Certain other understandings Crispin obtained only afterwards.

‘She wants you, the shameless whore! Are you going to? Are you?’

Keeping his expression bland, Crispin walked beside the carried litter of the Lady Massina Baladia of Rhodias, sleekly well-bred wife of a Sen­ior, and decided it had been a mistake to wear Linon on a thong around his neck like an ornament. The bird was going into one of his travelling bags tomorrow, on the back of the mule plodding along behind them.

‘You must be so fatigued,’ the Senator’s wife was saying, her voice hon­eyed with commiseration. Crispin had explained that he enjoyed walk­ing in the open country and didn’t like horses. The first was entirely untrue, the second was not. ‘If only I had thought to bring a litter large enough to carry both of us. And one of my girls, of course … we couldn’t possibly ride just alone!’ The Senator’s wife tittered. Amazingly.

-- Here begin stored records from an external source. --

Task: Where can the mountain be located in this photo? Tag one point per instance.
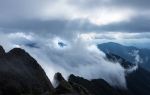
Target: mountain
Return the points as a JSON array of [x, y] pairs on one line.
[[129, 53], [20, 74]]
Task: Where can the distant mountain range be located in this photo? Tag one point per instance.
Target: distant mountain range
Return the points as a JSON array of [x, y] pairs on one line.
[[20, 74], [129, 53]]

Her white linen chiton, wildly inappropriate for travelling, had-quite unnoticed by the lady, of course-slipped upward sufficiently to reveal a well-turned ankle. She wore a gold anklet, Crispin saw. Her feet, resting on lambswool throws within the litter, were bare this mild afternoon. The toenails were painted a deep red, almost purple. They hadn’t been yes­terday, in their sandals. She’d been busy last night at the inn, or her servant had been.

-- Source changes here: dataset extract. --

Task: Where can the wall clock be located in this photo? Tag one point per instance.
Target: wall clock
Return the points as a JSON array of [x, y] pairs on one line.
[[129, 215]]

‘Mice and blood, I’ll wager she reeks of scent! Does she? Crispin, does she?’

Linon had no sense of smell. Crispin elected not to reply. The lady did, as it happened, have a heady aroma of spice about her today. Her litter was sumptuous, and even the slaves carrying it and accompanying her were appreciably better garbed-in pale blue tunics and dark blue dyed sandals- than was Crispin. The rest of their party-Massina’s young female atten­dants, three wine merchants and their servants journeying the short distance to Mylasia and then down the coast road, a cleric continuing towards Sauradia, and two other travellers heading for the same healing medicinal waters as the lady-walked or rode mules a little ahead or behind them on the wide, well-paved road. Massina Baladia’s armed and mounted escort, also clad in that delicately pale blue-which looked significantly less appro­priate on them-rode at the front and back of the column.

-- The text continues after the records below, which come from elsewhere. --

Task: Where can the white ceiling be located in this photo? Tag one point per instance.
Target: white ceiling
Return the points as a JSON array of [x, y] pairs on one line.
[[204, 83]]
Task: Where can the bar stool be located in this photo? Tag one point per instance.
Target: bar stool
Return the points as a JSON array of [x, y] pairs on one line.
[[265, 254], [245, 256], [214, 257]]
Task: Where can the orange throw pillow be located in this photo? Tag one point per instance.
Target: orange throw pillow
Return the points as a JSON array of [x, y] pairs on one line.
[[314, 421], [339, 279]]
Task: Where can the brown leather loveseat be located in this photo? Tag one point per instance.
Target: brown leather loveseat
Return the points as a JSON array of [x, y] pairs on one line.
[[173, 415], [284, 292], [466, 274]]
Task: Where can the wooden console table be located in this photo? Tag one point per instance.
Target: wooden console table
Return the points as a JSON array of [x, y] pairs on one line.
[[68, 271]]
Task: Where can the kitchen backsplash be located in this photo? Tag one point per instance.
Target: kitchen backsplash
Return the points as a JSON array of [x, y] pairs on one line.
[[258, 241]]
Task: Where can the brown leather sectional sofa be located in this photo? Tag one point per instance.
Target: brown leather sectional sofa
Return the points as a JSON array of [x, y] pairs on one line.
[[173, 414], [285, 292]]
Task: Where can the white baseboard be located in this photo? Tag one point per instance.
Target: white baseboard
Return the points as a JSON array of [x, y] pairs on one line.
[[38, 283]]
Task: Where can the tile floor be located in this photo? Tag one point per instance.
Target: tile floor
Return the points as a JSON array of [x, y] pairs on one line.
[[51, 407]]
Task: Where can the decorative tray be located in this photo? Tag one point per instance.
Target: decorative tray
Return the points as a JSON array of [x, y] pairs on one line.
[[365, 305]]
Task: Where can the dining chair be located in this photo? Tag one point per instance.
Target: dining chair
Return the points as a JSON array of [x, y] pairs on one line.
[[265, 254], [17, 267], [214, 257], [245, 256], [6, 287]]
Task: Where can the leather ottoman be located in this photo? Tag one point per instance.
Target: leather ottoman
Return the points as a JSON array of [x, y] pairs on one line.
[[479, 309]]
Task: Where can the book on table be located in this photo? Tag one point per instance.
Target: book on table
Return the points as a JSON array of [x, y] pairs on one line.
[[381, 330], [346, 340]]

None of the party was from Varena itself. None had any reason to know who Crispin was. They were three days out from Varena’s walls, still in Batiara and on a busy stretch of road. They had already been forced to step onto the gravel side-path several times as companies of archers and infantry passed them on manoeuvres. There was some need for cau­tion on this road, but not the most extreme sort. The leader of the lady’s escort gave every indication of regarding a red-bearded mosaicist as the most dangerous figure in the vicinity.